使用python beautifulsoup在等号后获取值的web抓取

时间:2016-04-23 22:02:48

标签: python web-scraping beautifulsoup

enter image description here

使用Python,我需要获取颜色的名称。

例如,data-label =“BLACK” - 这里我需要将BLACK作为输出

到目前为止,我有:

Color=section.find("div",{"class":"sfa-pa-product-swatches-thumbnails-container"})

1 个答案:

答案 0 :(得分:2)

迭代“thumbnail”元素并获取data-label属性的值:

colors = [elm.get("data-label", "No color specified") 
          for elm in soup.find_all("div", class_="sfa-pa-product-swatches-color")]

完整的代码:

import requests
from bs4 import BeautifulSoup

url = "http://www.saksfifthavenue.com/Handbags/shop/_/N-52jzot/Ne-6lvnb5?FOLDER%3C%3Efolder_id=2534374306622829"
response = requests.get(url)

soup = BeautifulSoup(response.content, "html.parser")

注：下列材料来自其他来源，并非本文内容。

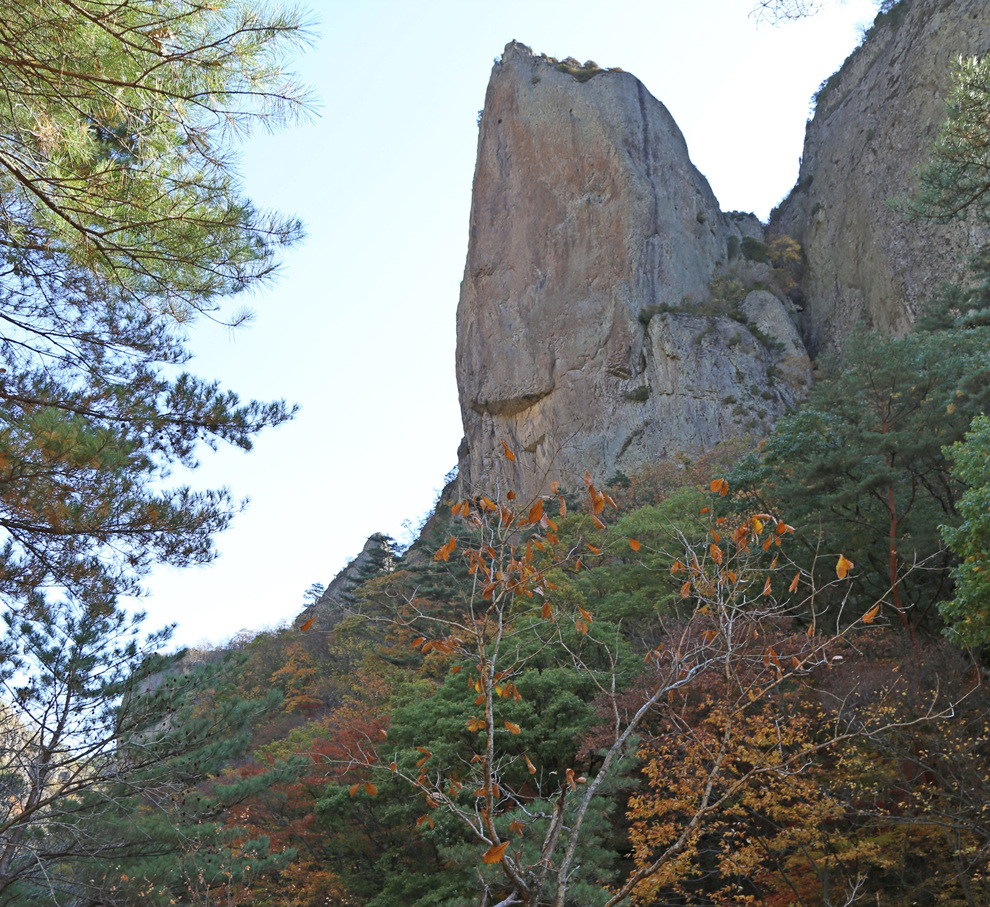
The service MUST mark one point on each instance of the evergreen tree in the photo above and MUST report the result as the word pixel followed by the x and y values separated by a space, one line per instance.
pixel 108 763
pixel 968 613
pixel 862 461
pixel 121 216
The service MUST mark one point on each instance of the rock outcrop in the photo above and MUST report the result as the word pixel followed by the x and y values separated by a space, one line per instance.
pixel 377 556
pixel 587 334
pixel 874 123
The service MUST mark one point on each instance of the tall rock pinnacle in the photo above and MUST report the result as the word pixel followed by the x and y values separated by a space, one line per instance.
pixel 585 337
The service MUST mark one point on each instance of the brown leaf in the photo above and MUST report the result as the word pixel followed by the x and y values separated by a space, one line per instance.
pixel 719 486
pixel 494 854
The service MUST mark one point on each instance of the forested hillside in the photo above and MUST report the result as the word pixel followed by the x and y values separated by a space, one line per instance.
pixel 754 675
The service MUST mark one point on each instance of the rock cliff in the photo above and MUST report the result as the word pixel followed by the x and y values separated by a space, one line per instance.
pixel 598 325
pixel 874 121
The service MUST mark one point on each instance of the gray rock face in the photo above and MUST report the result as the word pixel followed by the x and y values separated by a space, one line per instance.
pixel 335 603
pixel 873 126
pixel 587 218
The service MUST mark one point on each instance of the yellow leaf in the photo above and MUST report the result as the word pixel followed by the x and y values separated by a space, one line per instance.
pixel 494 854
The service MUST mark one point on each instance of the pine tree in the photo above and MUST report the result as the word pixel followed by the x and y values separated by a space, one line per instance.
pixel 107 756
pixel 121 217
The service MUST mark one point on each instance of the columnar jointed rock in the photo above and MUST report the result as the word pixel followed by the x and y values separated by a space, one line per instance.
pixel 587 219
pixel 874 124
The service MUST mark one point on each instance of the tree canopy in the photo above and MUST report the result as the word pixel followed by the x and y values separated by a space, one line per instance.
pixel 121 216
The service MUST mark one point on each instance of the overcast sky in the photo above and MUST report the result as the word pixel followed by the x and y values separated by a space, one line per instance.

for product in soup.select("#product-container [id^=product-]"):
    product_name = product.find(class_="product-designer-name").get_text()
    colors = [elm["data-label"]
              for elm in product.find_all("div", class_="sfa-pa-product-swatches-color")]
    print(product_name, colors)

打印:

(u'Bao Bao Issey Miyake', [u'SILVER'])
(u'Nancy Gonzalez', [u'BLACK', u'BLUSH'])
(u'Bao Bao Issey Miyake', [u'GUNMETAL'])
...
(u'Saint Laurent', [u'WINE'])
(u'Fendi', [u'BLUE', u'FUCHSIA', u'WATER GREEN'])
(u'Prada', [u'LAGO'])

并确保您没有违反网站的Terms of Use - 保持合法的一面。